In what could be a warning for Republicans, the NBC poll reported college-educated white women — the so-called suburban moms — favour Democrats by a substantial 61% to 33%.
In the end, polls mean nothing if people don’t actually vote, so even stormy weather forecast for today in much of the east of the country could end up having an impact.
“It’s all about turnout,” Democratic Senator Chris Van Hollen told Fox News Sunday.
Perhaps the biggest wild card is how voters will react to the increasingly extreme rhetoric and politically inspired violence in the last two weeks of the campaign.
Trump has repeatedly ratcheted up his warnings about Democrats wanting to encourage the immigration of violent criminals and rapists.
In speeches, he has transformed a dwindling group of a few thousand impoverished Central Americans trying to walk to the United States — though still hundreds of miles away — into a ferocious threat.
“We’re not letting these people invade our country,” Trump says.
This may work with Trump’s ultra-loyal base.
However, misgivings rose over the president’s rhetoric after a Florida man and ardent Trump supporter was charged with sending homemade bombs to more than a dozen senior Democrats and other high profile opponents.

‘Not how I raised him,’ writes mother of mail-bomb suspect

The mother of the Florida man accused of mailing 15 pipe bombs to prominent Democrats and other critics of US President Donald Trump said her son had long suffered from mental illness in a letter sent to ABC News, the network reported over the weekend.
“My son has been ill for a long time and my family and I have tried, over and over again, without success to urge him to get the help he needs,” Madeline Sayoc wrote.
She wrote that she was shocked to see Cesar Sayoc, her son, arrested and charged last week with mailing the devices to former president Barack Obama, Bill and Hillary Clinton, Joe Biden and other high-profile Democrats.

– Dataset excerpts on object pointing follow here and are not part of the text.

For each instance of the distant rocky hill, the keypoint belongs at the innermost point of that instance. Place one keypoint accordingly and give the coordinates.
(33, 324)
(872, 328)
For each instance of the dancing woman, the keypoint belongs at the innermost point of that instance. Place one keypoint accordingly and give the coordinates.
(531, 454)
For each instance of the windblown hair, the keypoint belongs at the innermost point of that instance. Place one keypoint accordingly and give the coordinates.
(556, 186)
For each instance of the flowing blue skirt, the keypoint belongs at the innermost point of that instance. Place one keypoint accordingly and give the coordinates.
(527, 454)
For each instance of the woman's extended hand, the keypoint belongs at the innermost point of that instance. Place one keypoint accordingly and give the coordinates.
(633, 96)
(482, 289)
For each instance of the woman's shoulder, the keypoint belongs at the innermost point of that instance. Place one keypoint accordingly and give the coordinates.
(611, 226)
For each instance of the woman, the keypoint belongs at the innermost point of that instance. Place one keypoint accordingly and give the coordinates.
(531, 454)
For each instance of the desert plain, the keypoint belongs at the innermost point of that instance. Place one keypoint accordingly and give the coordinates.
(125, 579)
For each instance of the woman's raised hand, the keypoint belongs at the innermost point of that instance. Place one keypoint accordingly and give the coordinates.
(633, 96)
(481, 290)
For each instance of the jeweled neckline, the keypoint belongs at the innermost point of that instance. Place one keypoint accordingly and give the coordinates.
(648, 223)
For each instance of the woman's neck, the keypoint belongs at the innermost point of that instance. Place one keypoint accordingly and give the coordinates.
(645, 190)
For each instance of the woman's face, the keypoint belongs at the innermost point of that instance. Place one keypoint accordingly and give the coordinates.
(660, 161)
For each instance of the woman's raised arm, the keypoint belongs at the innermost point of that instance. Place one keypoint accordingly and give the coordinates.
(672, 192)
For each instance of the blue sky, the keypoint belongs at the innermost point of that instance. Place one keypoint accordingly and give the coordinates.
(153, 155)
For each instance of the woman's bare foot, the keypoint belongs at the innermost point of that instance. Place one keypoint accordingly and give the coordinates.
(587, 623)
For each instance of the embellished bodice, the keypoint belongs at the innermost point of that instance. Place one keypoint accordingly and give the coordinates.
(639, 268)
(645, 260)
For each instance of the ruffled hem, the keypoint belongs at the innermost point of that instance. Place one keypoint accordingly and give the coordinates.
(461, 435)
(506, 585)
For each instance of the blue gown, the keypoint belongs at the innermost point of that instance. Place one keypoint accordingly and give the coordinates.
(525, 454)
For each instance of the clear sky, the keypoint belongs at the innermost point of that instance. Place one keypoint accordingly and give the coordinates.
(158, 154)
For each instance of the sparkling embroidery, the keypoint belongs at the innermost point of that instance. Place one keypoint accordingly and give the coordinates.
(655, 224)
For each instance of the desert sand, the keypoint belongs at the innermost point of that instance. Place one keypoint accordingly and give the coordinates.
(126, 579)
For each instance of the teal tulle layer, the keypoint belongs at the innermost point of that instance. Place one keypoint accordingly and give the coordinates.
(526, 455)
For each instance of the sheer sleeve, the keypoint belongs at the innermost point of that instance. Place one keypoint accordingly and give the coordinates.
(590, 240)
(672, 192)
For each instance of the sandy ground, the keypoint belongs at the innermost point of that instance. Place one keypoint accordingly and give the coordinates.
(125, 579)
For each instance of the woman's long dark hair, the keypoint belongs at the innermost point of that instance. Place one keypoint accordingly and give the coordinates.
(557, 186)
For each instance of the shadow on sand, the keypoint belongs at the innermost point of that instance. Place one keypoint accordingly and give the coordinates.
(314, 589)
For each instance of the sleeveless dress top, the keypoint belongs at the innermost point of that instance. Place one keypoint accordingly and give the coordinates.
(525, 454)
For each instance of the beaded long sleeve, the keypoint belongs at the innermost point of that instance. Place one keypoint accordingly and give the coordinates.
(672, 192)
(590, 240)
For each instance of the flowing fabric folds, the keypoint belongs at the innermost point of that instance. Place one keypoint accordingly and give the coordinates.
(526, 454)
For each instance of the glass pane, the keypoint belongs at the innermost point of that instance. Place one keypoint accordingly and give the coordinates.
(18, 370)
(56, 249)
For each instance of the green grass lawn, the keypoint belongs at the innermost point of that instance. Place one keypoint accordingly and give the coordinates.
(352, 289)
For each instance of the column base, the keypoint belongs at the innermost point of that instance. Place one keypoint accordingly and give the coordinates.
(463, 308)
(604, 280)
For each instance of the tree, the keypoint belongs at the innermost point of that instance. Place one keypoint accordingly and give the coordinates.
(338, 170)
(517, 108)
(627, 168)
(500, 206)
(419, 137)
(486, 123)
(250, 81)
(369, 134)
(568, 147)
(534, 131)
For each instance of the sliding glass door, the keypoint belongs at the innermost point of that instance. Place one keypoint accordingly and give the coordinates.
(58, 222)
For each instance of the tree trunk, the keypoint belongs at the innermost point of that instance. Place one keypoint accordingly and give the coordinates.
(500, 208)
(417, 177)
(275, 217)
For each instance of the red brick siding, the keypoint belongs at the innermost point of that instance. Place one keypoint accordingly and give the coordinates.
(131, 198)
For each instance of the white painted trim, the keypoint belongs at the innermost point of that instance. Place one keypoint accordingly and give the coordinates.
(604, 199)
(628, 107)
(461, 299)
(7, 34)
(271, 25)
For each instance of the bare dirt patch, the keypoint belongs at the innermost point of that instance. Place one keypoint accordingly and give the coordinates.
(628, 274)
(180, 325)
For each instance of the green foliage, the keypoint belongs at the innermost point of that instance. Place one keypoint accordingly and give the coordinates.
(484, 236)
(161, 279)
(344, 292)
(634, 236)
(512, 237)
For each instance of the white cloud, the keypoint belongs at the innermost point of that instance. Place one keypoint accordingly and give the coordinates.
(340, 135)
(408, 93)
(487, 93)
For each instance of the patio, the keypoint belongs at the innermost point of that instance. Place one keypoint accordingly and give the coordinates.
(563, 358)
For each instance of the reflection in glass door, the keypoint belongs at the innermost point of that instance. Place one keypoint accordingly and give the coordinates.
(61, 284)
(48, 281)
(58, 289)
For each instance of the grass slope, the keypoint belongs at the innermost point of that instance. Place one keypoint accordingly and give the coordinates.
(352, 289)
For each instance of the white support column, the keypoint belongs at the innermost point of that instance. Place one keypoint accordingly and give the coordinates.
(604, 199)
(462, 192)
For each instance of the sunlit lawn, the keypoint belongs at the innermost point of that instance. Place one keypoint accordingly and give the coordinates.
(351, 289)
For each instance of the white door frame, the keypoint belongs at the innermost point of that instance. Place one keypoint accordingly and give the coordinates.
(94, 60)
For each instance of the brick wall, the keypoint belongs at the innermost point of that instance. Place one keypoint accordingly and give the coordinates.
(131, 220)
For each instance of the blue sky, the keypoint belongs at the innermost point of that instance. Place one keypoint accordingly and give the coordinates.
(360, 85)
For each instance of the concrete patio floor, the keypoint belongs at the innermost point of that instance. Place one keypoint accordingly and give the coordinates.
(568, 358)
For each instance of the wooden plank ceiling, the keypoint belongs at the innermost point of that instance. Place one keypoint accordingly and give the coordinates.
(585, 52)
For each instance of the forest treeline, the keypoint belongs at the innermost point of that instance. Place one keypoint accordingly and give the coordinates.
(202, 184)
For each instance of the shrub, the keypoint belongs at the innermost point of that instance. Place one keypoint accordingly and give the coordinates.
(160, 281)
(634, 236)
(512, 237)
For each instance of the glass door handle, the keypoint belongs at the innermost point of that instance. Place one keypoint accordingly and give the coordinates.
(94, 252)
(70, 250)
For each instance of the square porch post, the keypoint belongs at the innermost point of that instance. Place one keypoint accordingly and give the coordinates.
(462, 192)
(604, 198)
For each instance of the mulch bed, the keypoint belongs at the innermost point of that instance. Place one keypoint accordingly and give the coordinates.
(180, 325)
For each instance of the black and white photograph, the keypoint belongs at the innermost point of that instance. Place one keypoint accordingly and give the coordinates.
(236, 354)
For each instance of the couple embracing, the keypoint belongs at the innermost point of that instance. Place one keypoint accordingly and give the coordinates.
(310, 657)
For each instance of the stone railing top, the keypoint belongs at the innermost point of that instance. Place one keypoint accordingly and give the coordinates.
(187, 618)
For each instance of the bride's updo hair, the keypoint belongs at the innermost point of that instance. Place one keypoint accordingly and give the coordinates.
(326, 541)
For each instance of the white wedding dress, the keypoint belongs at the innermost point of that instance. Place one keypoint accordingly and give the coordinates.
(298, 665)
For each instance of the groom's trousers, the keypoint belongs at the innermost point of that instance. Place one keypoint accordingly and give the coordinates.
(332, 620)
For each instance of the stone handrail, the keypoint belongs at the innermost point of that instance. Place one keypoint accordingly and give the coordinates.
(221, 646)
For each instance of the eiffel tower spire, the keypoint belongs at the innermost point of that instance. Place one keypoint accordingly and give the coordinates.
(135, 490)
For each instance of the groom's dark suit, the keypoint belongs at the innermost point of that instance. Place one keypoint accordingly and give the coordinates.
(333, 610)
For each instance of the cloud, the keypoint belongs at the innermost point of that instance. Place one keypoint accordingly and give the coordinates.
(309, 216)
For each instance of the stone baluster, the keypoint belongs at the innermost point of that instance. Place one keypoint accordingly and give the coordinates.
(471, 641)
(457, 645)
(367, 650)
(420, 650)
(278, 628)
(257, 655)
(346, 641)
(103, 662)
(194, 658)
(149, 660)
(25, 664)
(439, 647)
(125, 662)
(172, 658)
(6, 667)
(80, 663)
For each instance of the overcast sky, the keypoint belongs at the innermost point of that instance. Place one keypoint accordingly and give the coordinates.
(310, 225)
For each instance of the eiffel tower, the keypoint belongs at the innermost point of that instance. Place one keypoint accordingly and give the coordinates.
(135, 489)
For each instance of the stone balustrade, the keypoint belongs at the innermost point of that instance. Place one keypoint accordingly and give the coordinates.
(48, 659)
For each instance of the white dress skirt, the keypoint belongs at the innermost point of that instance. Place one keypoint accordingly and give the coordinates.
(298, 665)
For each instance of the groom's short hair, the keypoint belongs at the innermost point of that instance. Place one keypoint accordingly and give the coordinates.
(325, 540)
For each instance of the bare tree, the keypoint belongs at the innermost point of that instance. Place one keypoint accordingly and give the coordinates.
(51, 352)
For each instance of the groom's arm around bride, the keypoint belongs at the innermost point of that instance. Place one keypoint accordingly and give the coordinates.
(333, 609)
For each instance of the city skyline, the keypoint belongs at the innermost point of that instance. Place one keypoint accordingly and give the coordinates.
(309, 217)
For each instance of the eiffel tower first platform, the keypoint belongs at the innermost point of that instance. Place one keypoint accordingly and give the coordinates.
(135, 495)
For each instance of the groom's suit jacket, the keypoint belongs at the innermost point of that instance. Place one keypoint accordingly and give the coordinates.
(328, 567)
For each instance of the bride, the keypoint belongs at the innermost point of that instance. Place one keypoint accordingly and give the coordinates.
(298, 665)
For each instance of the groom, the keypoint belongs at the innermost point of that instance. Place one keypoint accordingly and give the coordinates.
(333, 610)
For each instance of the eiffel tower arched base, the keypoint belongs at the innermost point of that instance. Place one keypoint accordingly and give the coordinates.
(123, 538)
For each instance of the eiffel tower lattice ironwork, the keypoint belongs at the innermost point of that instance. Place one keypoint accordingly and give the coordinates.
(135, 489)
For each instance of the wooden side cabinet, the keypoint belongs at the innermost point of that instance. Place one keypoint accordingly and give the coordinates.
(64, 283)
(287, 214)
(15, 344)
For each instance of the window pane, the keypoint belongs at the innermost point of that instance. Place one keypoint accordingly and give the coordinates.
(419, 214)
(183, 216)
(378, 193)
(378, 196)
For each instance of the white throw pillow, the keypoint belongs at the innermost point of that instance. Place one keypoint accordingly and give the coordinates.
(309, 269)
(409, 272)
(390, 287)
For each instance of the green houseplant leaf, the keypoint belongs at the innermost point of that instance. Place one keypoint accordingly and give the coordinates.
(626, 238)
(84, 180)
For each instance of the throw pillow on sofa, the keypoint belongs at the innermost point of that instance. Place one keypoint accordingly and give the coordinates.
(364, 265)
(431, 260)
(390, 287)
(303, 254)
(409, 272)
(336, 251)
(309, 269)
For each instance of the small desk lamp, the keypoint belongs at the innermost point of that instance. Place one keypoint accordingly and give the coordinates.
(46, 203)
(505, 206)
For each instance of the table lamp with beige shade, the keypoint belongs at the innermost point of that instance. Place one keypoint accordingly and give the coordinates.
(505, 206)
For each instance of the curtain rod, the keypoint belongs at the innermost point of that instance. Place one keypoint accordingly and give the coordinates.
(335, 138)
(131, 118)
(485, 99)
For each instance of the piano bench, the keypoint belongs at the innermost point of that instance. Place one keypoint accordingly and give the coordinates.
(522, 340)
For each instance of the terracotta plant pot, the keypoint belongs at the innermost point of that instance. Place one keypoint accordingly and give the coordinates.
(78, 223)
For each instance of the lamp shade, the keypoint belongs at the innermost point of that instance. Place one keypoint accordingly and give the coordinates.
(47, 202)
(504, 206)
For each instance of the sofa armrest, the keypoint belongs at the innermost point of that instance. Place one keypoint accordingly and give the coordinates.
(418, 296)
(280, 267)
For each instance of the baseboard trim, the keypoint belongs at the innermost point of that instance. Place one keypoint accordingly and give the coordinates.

Cesar Sayoc, a former male stripper, pizza delivery driver and disc jockey who lived in a white van festooned with right-wing political images supporting Trump and lambasting his critics, faces a maximum penalty of 48 years in prison.
None of the devices exploded and no one was injured.
The mailed bombs and the massacre of 11 Jews at a Pittsburgh synagogue in late October took place against the backdrop of highly charged political campaigns ahead of today’s congressional elections.
In her letter, Madeline Sayoc urged Trump, a Republican, and other leaders to tone down rhetoric that could seen as inciting violence.
“Our political leaders, like President Donald Trump, need to recognise that there are many sick people in this country who take their rhetoric and words of ‘War with the Media’ and ‘War with the Democrats’ to heart,” she wrote.
Cesar Sayoc agreed last week to be transferred to face charges in New York state.
It is not clear how mental illness might figure in a defence should he go to trial.
“While I have not lived with my son for 35 years or even heard from him in over four years, I cannot express how deeply hurt, sad, shocked and confused I am to hear that my son may have caused so many people to be put in fear for their safety,” Madeline Sayoc wrote, according to excerpts ABC published on Sunday. “This is not how I raised him or my children.”
Ronald Lowy, a lawyer for Madeline Sayoc, confirmed the authenticity of the letter.